TDG strangle positions are structurally neutral / high-volatility (long premium, OTM); the modeled P&L assumes European-style exercise at expiration and ignores early assignment, transaction costs, dividends paid before expiry on the stock leg (when present), and the bid-ask spread on the listed chain.

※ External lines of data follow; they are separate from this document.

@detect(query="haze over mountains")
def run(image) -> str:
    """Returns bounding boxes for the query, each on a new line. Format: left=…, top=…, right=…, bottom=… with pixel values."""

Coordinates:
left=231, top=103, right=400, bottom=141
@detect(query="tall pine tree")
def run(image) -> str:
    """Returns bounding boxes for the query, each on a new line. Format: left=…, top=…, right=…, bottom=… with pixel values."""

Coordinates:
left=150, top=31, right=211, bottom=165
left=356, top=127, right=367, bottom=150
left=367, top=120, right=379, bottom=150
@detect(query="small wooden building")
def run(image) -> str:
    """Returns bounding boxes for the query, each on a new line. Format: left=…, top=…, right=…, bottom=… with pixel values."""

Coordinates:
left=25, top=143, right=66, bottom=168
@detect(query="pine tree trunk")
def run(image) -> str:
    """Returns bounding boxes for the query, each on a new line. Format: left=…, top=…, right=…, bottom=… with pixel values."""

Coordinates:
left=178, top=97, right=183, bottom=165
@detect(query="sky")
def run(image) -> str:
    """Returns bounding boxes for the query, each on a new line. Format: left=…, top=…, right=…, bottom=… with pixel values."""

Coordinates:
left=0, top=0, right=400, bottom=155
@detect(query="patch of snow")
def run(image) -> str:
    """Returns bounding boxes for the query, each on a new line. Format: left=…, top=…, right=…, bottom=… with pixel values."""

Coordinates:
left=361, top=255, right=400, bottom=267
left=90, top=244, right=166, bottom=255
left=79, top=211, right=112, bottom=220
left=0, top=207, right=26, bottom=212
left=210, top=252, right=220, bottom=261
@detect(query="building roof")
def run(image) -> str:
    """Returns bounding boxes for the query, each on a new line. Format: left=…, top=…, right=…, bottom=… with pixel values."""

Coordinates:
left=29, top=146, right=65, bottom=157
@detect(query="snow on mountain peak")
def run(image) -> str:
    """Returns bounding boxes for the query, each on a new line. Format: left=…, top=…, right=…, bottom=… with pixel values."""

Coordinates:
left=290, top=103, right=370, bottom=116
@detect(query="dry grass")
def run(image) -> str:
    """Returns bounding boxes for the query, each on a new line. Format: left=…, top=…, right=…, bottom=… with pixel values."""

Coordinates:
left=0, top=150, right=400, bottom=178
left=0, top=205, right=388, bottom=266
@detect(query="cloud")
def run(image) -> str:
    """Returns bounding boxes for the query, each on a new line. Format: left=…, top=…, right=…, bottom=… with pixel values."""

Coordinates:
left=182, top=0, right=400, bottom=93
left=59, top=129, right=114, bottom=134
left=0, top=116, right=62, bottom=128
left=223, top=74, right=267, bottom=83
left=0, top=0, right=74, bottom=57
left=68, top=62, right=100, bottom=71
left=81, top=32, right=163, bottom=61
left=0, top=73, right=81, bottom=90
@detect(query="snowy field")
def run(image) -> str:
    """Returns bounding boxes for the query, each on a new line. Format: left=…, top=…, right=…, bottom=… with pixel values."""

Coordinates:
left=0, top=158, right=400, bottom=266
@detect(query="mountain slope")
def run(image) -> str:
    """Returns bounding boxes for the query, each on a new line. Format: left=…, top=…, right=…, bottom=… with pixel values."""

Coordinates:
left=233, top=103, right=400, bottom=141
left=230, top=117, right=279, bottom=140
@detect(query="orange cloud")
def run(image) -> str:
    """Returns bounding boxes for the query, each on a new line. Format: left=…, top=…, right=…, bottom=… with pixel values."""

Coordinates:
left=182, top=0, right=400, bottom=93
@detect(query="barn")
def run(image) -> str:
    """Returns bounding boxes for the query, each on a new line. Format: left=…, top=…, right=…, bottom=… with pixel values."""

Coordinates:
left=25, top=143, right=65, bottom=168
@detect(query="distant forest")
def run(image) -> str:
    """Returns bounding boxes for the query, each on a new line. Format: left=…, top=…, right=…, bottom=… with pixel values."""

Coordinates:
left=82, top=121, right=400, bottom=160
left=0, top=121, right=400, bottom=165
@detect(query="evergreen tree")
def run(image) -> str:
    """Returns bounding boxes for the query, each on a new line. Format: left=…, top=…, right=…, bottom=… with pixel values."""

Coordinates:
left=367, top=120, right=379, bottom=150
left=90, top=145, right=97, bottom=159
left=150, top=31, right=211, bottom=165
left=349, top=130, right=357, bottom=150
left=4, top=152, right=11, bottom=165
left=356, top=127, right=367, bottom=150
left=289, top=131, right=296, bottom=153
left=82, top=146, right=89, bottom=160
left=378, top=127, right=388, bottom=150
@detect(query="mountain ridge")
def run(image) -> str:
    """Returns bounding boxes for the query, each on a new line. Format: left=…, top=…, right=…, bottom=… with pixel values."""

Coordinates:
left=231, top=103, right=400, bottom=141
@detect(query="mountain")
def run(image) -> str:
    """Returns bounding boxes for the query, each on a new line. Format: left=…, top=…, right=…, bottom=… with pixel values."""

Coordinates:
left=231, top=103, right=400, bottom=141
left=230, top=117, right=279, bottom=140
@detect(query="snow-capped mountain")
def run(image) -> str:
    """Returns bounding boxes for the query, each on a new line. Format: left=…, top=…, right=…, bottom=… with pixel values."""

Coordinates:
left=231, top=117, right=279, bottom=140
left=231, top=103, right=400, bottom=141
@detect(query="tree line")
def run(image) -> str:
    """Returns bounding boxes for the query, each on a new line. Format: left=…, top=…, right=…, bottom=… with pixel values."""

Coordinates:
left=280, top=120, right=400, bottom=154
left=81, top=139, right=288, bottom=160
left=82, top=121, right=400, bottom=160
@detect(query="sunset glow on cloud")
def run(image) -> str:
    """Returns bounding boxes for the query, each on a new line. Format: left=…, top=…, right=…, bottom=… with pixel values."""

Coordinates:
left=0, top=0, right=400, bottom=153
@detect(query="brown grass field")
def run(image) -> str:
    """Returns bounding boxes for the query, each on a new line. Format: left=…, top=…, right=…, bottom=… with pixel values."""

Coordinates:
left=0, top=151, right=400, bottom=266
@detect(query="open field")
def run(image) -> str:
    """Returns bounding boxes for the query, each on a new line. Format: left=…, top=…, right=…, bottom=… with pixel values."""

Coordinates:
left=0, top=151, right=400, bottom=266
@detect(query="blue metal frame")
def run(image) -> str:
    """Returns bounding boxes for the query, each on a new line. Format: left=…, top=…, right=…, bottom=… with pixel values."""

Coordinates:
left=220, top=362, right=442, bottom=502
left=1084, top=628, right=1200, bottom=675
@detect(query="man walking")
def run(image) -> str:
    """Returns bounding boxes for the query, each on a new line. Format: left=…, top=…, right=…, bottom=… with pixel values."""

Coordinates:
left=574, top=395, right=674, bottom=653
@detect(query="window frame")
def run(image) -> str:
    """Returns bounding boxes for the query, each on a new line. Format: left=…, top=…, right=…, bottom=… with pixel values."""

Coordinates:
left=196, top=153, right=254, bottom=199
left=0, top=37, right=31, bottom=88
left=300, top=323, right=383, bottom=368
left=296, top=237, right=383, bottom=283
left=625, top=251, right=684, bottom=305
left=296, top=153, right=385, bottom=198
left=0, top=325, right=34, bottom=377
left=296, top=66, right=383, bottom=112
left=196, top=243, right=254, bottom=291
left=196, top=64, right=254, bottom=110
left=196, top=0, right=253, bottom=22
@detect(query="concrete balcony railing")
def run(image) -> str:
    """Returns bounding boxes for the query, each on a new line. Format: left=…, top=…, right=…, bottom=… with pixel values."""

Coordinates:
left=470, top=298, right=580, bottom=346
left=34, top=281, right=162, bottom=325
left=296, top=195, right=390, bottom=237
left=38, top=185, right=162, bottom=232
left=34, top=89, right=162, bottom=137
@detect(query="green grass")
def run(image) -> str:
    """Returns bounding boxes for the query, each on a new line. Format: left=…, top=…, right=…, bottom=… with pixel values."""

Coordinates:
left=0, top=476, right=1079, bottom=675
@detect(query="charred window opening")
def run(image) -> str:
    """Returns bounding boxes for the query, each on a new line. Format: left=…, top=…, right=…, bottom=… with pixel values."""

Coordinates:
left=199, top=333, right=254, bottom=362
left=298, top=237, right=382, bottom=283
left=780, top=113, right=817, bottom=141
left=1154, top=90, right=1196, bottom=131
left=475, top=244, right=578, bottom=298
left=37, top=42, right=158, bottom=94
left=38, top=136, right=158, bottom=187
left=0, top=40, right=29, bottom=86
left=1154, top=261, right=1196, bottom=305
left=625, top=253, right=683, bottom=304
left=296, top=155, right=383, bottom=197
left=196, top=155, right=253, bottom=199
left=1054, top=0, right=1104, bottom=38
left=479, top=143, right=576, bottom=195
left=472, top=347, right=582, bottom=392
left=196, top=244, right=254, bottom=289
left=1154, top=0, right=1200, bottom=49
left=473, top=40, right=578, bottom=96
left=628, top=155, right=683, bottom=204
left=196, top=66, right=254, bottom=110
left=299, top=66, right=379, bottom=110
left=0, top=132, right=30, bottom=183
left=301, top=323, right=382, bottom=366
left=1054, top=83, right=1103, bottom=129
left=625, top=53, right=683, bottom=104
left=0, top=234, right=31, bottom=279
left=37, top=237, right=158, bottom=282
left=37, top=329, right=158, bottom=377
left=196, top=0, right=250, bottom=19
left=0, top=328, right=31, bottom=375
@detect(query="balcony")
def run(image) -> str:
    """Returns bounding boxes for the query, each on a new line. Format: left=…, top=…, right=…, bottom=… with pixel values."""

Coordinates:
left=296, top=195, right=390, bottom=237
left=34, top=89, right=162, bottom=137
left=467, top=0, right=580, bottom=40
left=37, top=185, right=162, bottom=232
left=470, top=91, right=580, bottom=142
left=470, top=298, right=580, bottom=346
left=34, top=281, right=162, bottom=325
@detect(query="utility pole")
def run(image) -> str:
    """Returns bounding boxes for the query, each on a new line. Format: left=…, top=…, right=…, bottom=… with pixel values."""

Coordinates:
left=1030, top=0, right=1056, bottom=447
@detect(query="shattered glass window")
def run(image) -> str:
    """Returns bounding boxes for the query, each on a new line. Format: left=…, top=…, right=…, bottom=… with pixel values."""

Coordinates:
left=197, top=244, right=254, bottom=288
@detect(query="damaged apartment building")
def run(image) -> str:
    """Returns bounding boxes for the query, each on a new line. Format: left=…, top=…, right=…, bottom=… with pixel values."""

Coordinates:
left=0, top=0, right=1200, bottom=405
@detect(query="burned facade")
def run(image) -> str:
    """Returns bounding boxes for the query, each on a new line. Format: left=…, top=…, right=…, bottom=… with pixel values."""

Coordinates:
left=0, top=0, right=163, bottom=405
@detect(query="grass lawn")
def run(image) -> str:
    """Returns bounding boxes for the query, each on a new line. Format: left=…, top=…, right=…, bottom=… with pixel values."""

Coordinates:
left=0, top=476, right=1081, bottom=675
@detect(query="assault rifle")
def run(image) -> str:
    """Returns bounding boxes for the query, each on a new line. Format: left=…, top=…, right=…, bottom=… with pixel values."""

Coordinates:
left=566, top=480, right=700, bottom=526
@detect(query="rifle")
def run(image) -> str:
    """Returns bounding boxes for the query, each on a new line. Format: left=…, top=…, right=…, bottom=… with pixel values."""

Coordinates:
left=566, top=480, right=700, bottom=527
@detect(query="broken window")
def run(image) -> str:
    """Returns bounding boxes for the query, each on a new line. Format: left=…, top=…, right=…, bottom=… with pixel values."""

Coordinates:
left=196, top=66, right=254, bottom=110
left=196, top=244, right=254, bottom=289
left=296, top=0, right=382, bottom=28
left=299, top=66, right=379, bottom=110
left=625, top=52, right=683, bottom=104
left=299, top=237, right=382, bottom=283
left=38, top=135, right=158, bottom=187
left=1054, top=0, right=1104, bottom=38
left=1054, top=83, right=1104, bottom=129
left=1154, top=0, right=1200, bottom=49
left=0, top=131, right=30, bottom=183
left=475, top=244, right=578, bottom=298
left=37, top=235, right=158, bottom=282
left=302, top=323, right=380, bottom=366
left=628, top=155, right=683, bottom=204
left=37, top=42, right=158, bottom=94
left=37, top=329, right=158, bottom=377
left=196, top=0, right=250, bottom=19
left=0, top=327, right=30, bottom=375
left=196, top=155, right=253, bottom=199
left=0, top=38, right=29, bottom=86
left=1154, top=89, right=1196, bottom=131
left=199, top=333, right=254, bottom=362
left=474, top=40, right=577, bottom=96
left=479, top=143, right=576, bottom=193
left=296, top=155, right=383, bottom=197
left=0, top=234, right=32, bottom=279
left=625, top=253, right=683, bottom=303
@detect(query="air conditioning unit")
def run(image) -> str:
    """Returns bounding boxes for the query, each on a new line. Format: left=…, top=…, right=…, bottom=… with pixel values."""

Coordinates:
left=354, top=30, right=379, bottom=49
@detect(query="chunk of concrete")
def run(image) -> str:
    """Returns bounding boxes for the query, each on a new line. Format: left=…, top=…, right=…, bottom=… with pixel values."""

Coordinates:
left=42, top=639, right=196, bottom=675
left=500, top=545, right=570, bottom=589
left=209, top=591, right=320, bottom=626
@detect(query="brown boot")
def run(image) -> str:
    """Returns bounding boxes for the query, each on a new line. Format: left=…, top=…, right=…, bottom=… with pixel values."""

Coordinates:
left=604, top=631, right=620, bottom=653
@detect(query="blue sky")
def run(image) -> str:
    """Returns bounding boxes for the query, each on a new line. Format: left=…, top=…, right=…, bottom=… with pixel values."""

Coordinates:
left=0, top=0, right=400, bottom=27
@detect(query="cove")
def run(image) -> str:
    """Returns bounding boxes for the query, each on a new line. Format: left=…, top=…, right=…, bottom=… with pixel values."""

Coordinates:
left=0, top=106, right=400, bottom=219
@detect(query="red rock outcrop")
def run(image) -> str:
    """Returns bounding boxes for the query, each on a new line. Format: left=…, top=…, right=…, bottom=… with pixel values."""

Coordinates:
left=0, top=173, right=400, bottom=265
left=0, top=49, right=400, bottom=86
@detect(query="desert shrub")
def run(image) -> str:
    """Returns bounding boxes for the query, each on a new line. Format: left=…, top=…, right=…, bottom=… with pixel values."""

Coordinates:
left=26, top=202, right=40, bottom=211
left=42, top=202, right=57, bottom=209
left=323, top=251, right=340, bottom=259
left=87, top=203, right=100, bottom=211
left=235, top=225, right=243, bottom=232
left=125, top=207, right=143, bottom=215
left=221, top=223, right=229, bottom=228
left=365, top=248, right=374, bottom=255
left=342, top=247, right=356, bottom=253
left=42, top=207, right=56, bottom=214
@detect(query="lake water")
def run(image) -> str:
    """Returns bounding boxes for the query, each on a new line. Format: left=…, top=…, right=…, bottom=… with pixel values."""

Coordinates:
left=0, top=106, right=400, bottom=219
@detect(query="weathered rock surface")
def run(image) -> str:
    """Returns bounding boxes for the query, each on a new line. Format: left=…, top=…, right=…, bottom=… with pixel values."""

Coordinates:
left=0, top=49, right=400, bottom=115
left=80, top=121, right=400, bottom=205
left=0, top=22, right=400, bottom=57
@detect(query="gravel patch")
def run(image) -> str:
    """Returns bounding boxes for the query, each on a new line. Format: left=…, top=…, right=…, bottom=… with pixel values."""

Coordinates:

TDG positions also carry Industrials sector concentration risk; news flow inside the sector (peer earnings, regulatory shifts, supply-chain headlines) can move TDG alongside the broader basket even when TDG-specific fundamentals are unchanged. Always rebuild the position from current TDG chain quotes before placing a trade.

Frequently asked questions

What is a strangle on TDG?
A strangle on TDG is the strangle strategy applied to TDG (stock). The strategy is structurally neutral / high-volatility (long premium, OTM): A long strangle buys an OTM call and an OTM put at offset strikes, cheaper than a straddle but requiring a larger underlying move to profit since both wings start out-of-the-money. With TDG stock trading near $1,323.26, the strikes shown on this page are snapped to the nearest listed TDG chain strike and the premiums come straight from the end-of-day bid/ask midpoint.
How are TDG strangle max profit and max loss calculated?
Upside max profit is unbounded; downside max profit is bounded at the put strike minus the combined debit (reached at zero). Max loss equals the combined debit times 100 (reached anywhere between the two OTM strikes). Two breakevens at call-strike plus debit and put-strike minus debit. For the TDG strangle priced from the end-of-day chain at a 30-day expiry (ATM IV 29.10%), the computed maximum profit is unbounded per contract and the computed maximum loss is -$2,280.00 per contract. Live intraday quotes will differ as the chain moves through the trading session.
What is the breakeven for a TDG strangle?
The breakeven for the TDG strangle priced on this page is roughly $1,237.20 and $1,402.80 at expiration, derived from end-of-day chain premiums. Breakeven is the underlying price at which the strategy's P&L crosses zero ignoring transaction costs and assignment risk. The current TDG market-implied 1-standard-deviation expected move is approximately 8.34%; if the move sits well outside the breakeven distance, the structure's risk-reward becomes correspondingly tighter.
When should you consider a strangle on TDG?
Strangles on TDG are the cheaper cousin of the straddle - traders use them when they want a large directional move but are willing to give up the inner-strike sensitivity in exchange for a lower up-front debit on the TDG chain.
How does current TDG implied volatility affect this strangle?
TDG ATM IV is at 29.10% with IV rank near 32.59%, which is mid-range against its 1-year history. Strategy selection depends more on directional thesis and expected move than on a strong IV signal.